Il manuale per tutti i Box Owner ed i gestori di palestre Cross training

Ormai non passa giorno nel quale non abbia a che fare con dei Box Owner che lamentano il fatto che le persone che frequentano i loro Box sono poche e che ne vorrebbero di più.

Ora a parte il fatto che un Box pieno come un formicaio non è esattamente una situazione auspicabile, vediamo di capire il motivo per cui questi Box hanno meno utenti di quelli che si vorrebbe, cercando di spiegarlo in modo semplice.

Personalmente odio il concetto di colpa ma in questo caso occorre dire che la colpa del box poco frequentato è proprio del box Owner.

Se sei uno di loro, prova a domandarti il motivo per cui hai aperto il Box e nella maggior parte dei casi la risposta sarà che la motivazione principale era il soddisfacimento di un tuo bisogno.

Bisogno di trovarti un lavoro, bisogno di allenarti senza costrizioni, bisogno di seguire la tua passione e cosî via per mille altri bisogni e necessità.

E qui nasce il primo problema perché se ciò che fai è solamente la soddisfazione di una tua esigenza senza tenere conto dei bisogni e delle esigenze di coloro a cui dovresti destinare i tuoi sforzi, è ovvio che le persone si terranno ben lontane da te e dal tuo Box. E’ sempre una questione di obiettivi chiari e chiaramente esplicitati.

Supponiamo che tu voglia essere un atleta migliore e ti impegni al 110% per migliorare la tua performance e decida di aprire un Box.

E’ probabile che in prima istanza attirerai solo persone che hanno la tua stessa visione, quindi gente che si applicherà al massimo per migliorare qualcosa che già è predisposta a fare oppure già fa qualcosa.

Il tuo obiettivo è di farli gareggiare tutti. In termini di marketing questa è la tua missione. Ovviamente non c’è nulla di sbagliato in questo ma non puoi certo aspettarti che questo atteggiamento possa convincere la solita signora Maria che a malapena riesce a fare uno squat decente e alla quale la sola gara che interessa è arrivare in cima alle scale con le buste della spesa.

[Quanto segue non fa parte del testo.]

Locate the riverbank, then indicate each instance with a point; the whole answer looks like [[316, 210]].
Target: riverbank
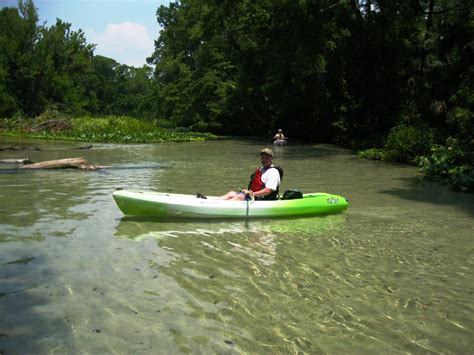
[[109, 129]]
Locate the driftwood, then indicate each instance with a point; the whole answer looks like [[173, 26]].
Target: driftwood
[[76, 163], [16, 148], [16, 161]]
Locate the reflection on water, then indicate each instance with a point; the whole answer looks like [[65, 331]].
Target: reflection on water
[[393, 273]]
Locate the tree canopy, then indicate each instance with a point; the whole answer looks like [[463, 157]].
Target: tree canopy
[[391, 74]]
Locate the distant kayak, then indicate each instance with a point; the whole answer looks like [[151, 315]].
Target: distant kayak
[[279, 142], [147, 203]]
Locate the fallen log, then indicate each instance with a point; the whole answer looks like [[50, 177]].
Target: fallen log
[[75, 163], [15, 148], [16, 161]]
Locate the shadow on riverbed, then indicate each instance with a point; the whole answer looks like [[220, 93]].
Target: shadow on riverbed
[[427, 191], [29, 321]]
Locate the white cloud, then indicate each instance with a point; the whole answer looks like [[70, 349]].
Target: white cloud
[[128, 43]]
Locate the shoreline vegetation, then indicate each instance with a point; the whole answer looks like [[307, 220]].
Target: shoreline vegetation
[[393, 82], [107, 129]]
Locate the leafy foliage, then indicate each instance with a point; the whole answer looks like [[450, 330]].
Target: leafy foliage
[[391, 75]]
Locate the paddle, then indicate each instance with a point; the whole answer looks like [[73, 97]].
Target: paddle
[[248, 198]]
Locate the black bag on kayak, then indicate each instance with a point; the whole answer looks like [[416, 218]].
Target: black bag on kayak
[[292, 194]]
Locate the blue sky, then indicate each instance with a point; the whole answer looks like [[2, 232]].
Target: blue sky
[[124, 30]]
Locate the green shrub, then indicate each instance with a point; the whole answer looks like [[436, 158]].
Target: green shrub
[[450, 162], [372, 153], [406, 143]]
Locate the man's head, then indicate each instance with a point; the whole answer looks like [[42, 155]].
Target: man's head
[[266, 156]]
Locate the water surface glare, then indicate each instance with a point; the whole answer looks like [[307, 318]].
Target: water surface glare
[[392, 274]]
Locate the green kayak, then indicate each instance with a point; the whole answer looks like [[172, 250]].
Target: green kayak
[[147, 203]]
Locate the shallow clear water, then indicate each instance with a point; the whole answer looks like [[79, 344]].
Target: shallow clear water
[[393, 273]]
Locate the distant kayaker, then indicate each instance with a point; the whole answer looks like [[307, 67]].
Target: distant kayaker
[[279, 135], [264, 182]]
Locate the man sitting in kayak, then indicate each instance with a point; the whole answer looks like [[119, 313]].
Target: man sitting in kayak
[[264, 182], [279, 135]]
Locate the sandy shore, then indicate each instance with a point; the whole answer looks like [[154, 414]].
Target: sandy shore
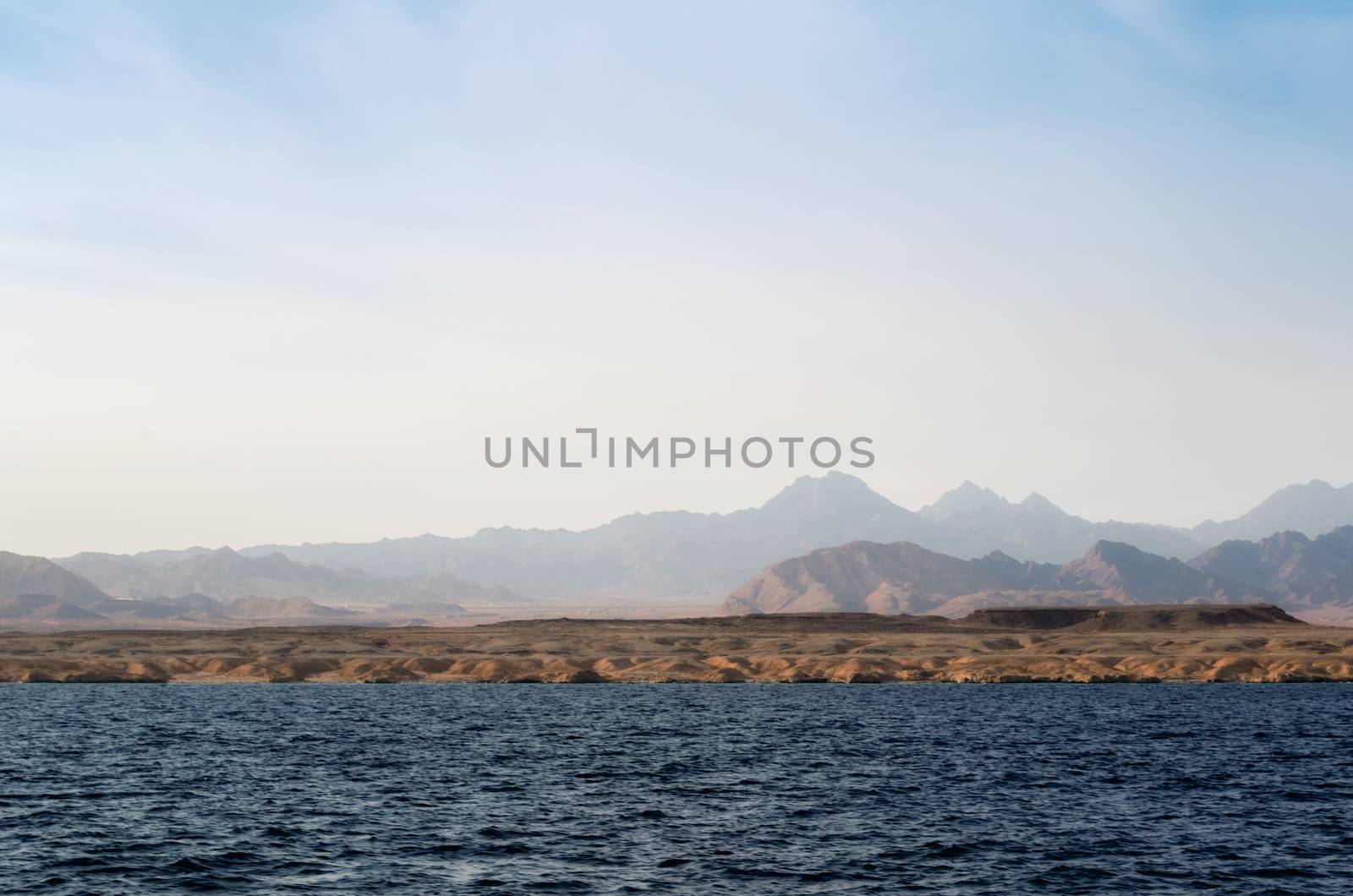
[[1010, 646]]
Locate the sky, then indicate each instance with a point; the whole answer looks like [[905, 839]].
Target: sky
[[271, 272]]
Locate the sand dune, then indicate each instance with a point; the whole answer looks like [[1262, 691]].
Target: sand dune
[[1072, 644]]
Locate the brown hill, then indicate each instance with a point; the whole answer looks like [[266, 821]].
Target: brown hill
[[1312, 576], [904, 578], [20, 576]]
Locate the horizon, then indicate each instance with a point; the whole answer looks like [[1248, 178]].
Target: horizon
[[272, 272], [249, 546]]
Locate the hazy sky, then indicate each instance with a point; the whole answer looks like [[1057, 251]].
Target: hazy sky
[[272, 271]]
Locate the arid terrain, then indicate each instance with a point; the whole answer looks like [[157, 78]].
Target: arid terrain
[[1253, 643]]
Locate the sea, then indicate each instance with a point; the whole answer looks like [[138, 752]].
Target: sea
[[676, 789]]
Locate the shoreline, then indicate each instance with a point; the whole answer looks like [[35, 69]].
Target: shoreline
[[1175, 644]]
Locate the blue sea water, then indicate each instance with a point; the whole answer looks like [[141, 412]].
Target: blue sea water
[[676, 789]]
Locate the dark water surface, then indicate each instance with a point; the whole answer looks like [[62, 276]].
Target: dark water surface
[[676, 788]]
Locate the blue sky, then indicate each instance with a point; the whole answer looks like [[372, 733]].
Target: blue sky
[[271, 271]]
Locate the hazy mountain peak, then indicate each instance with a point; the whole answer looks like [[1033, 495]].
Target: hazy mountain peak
[[1312, 508], [1035, 501]]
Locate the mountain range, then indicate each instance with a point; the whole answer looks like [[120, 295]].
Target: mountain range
[[649, 560], [207, 587], [667, 554], [1309, 576]]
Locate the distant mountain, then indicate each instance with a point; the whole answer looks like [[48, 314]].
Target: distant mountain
[[1037, 529], [22, 576], [644, 554], [1310, 574], [1145, 578], [667, 554], [1312, 509], [225, 576], [651, 558], [282, 608], [906, 578]]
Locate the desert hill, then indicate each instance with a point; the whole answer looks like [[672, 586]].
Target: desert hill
[[904, 578], [1314, 576], [1073, 644]]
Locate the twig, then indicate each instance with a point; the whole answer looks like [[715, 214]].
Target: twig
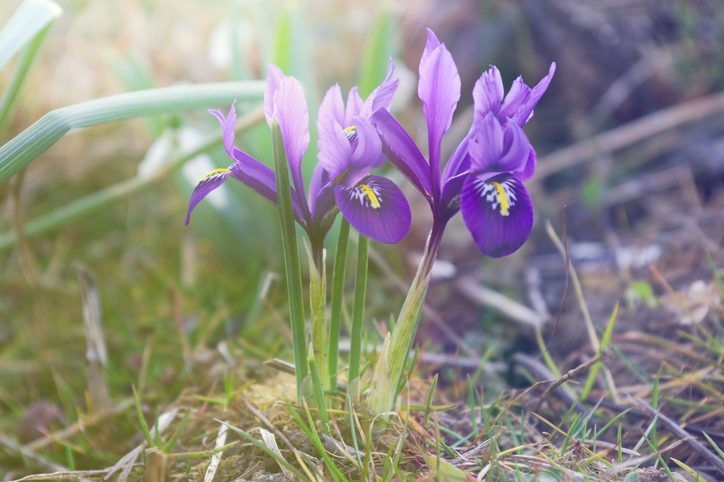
[[95, 342], [510, 308], [676, 429], [263, 419], [592, 336], [11, 445], [630, 133], [78, 426]]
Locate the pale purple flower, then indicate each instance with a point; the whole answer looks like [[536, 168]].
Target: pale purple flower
[[349, 148], [484, 176]]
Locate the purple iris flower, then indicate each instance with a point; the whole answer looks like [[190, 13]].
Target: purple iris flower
[[484, 176], [349, 148]]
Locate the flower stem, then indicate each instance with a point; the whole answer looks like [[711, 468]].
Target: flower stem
[[292, 266], [393, 355], [340, 267], [318, 309], [358, 313]]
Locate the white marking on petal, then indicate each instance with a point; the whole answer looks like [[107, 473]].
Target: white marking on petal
[[490, 192]]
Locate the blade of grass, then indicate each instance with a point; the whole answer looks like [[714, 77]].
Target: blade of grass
[[26, 61], [360, 290], [36, 139], [91, 203], [605, 341], [338, 276], [377, 53], [292, 265], [261, 446], [30, 18]]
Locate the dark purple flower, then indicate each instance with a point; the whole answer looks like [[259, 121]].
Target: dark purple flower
[[484, 176], [349, 148]]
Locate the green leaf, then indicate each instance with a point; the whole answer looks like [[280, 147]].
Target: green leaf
[[50, 128], [378, 50], [31, 17]]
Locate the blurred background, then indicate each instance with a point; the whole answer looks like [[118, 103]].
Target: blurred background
[[630, 140]]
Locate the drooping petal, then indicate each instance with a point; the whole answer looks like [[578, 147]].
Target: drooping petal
[[521, 99], [228, 126], [439, 90], [376, 208], [381, 97], [208, 183], [274, 77], [290, 111], [498, 212], [402, 151], [332, 107], [488, 93], [257, 175], [496, 147]]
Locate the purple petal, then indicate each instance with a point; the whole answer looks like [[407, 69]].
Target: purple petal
[[439, 90], [399, 147], [354, 106], [274, 77], [381, 97], [255, 174], [521, 99], [261, 179], [496, 147], [332, 108], [321, 195], [530, 165], [367, 152], [228, 126], [290, 111], [335, 150], [208, 183], [488, 93], [376, 208], [498, 212]]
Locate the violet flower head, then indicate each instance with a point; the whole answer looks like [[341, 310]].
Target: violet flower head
[[349, 148], [484, 176]]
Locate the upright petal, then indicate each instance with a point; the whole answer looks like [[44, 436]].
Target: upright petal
[[498, 213], [290, 111], [354, 105], [367, 152], [402, 151], [208, 183], [376, 208], [381, 97], [332, 108], [521, 99], [439, 90], [496, 147], [274, 77], [488, 93], [335, 149], [255, 174], [228, 126]]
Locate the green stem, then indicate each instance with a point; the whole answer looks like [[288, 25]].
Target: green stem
[[360, 291], [291, 260], [340, 267], [318, 309], [318, 390], [393, 355]]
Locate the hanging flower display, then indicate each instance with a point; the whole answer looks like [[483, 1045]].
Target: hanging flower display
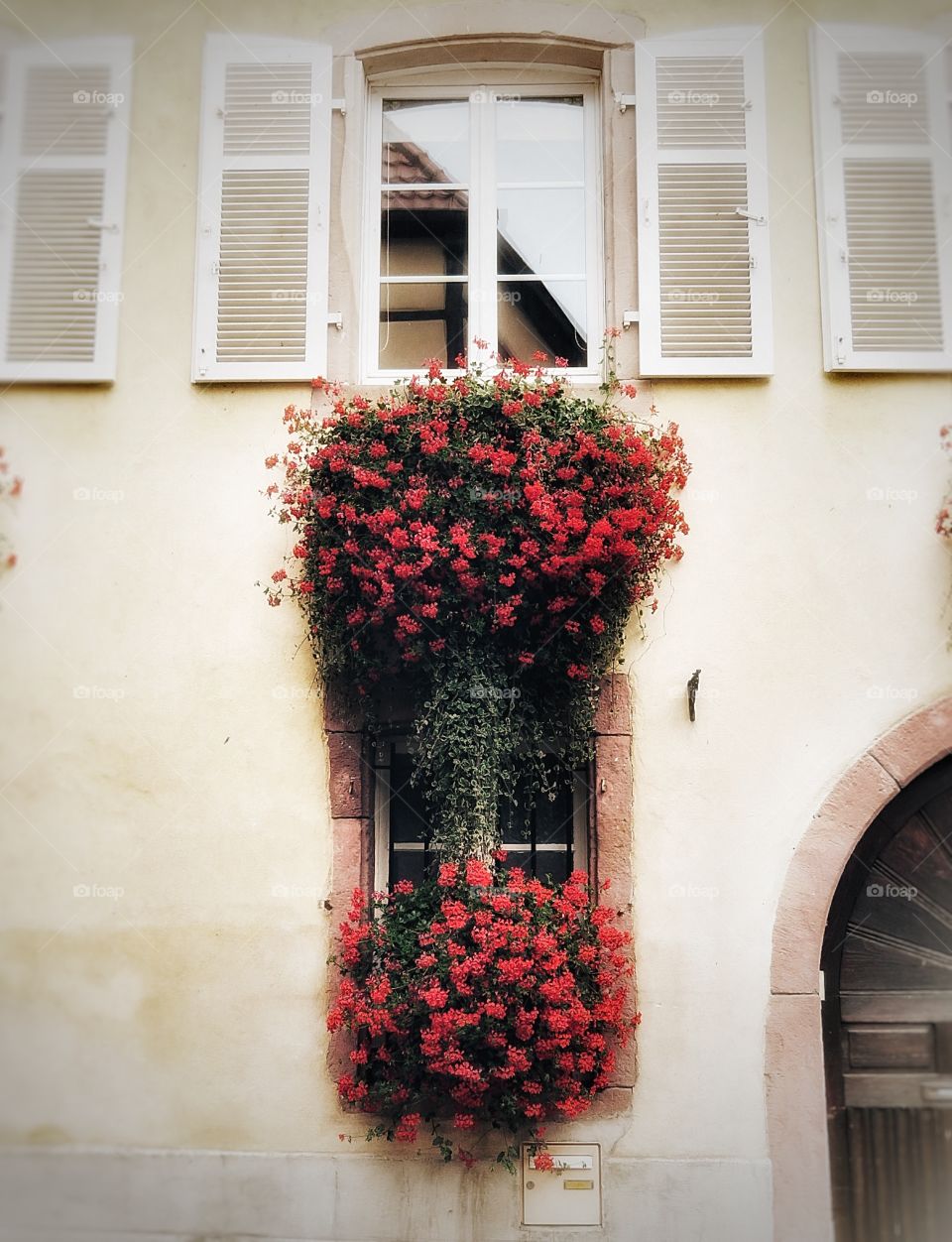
[[479, 1001], [484, 537]]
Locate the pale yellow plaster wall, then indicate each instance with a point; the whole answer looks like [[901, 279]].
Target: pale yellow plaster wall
[[187, 1011]]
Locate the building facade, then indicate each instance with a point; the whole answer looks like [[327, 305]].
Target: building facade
[[206, 208]]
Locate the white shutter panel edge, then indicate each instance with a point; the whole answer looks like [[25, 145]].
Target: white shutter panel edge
[[657, 315], [832, 116], [103, 63], [243, 318]]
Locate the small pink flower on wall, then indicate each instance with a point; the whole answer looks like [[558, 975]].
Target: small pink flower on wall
[[10, 487], [943, 521]]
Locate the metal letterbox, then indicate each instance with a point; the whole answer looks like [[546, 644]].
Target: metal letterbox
[[568, 1193]]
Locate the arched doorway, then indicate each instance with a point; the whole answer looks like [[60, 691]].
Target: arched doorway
[[888, 1023]]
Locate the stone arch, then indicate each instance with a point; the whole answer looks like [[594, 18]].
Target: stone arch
[[795, 1087]]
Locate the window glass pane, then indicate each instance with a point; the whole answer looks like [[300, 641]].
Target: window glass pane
[[543, 314], [408, 865], [518, 858], [552, 867], [408, 809], [540, 139], [419, 320], [423, 232], [424, 141], [541, 232], [553, 819]]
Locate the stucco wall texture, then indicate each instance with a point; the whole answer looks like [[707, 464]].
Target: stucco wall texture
[[167, 841]]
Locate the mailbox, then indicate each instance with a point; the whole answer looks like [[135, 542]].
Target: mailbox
[[567, 1193]]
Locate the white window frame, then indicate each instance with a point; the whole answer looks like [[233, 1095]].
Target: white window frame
[[478, 84], [383, 797]]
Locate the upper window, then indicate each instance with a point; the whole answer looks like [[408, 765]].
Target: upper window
[[483, 232]]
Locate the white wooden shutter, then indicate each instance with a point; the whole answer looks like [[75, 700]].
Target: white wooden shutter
[[261, 301], [884, 198], [703, 236], [62, 197]]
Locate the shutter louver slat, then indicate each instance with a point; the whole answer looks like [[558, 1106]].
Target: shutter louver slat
[[703, 254], [700, 102], [883, 166], [261, 285], [63, 176]]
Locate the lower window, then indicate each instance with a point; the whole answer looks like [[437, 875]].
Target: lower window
[[548, 842]]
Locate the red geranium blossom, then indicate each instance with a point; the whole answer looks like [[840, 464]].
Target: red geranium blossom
[[512, 1013]]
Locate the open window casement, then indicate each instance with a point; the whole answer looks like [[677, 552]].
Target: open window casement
[[261, 291], [703, 237], [63, 142], [884, 198]]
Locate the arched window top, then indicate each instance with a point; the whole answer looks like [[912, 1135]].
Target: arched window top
[[499, 31]]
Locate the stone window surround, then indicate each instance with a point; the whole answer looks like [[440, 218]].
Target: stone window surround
[[610, 827]]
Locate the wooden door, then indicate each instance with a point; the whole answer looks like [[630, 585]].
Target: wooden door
[[888, 1024]]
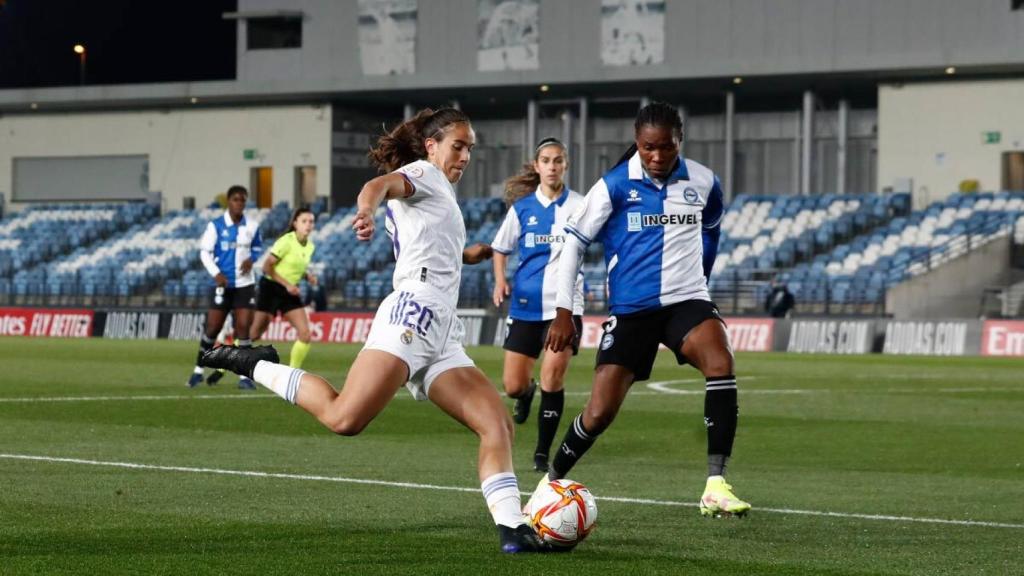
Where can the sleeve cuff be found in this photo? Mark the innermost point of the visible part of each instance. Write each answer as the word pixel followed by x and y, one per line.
pixel 586 241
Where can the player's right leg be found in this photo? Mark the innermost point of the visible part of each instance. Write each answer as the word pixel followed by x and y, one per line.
pixel 523 342
pixel 707 347
pixel 518 384
pixel 372 381
pixel 214 322
pixel 611 382
pixel 553 368
pixel 466 395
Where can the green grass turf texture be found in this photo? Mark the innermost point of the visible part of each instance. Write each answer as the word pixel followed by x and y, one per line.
pixel 910 437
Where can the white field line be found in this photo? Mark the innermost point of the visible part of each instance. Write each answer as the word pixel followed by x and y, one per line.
pixel 249 396
pixel 653 388
pixel 417 486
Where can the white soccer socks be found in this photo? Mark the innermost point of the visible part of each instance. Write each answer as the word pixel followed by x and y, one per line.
pixel 502 493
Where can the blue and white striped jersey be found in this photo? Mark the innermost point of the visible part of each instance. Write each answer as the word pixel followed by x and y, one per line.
pixel 535 225
pixel 654 233
pixel 225 245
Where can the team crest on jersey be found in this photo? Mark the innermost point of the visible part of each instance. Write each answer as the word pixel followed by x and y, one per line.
pixel 607 341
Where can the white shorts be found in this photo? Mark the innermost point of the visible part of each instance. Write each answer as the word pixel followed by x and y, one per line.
pixel 416 324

Potresti dirmi che alla fine della sciura Maria non ti interessa nulla ma se prima di partire con la tua avventura del Box non ha fatto un’attenta analisi del territorio è probabile che i soli “competitor” o “auto motivati” non siano sufficienti a far quadrare i conti del tuo Box.

Tutto questo per dire che prima di qualunque azione si intraprende è sempre utile cercare di capire fino a che punto sia il momento giusto ed il posto giusto e quali siano le reali prospettive di riempire un Box.

Ecco perchè ho deciso di scrivere questo libro: per aiutare i Box Onwer ad avere una mentalità imprenditoriale ed a trasformare il loro Box in un'impresa di successo e non in un incubo dal quale non sapere come uscire.

Il fitness del business del fitness
  • Il Fitness del business
  • Il posizionamento
  • Missione, Visione, Valori
  • Value proposition
  • Procedure operative standard
  • Ricerca e gestione dei collaboratori
  • Il customer journey e la fidelizzazione del cliente
  • Modulistica essenziale
  • Comunicazione interna ed esterna
  • Il business plan

Che tu abbia aperto da molto tempo oppure stiapensando di aprire uno nuovo proprio domani, ci sono 3 errori da evitare in un Box, se si vogliono attrarre nuovi soci/clienti, mantenere quelli che già ci sono e far si che parlino bene di te agli altri.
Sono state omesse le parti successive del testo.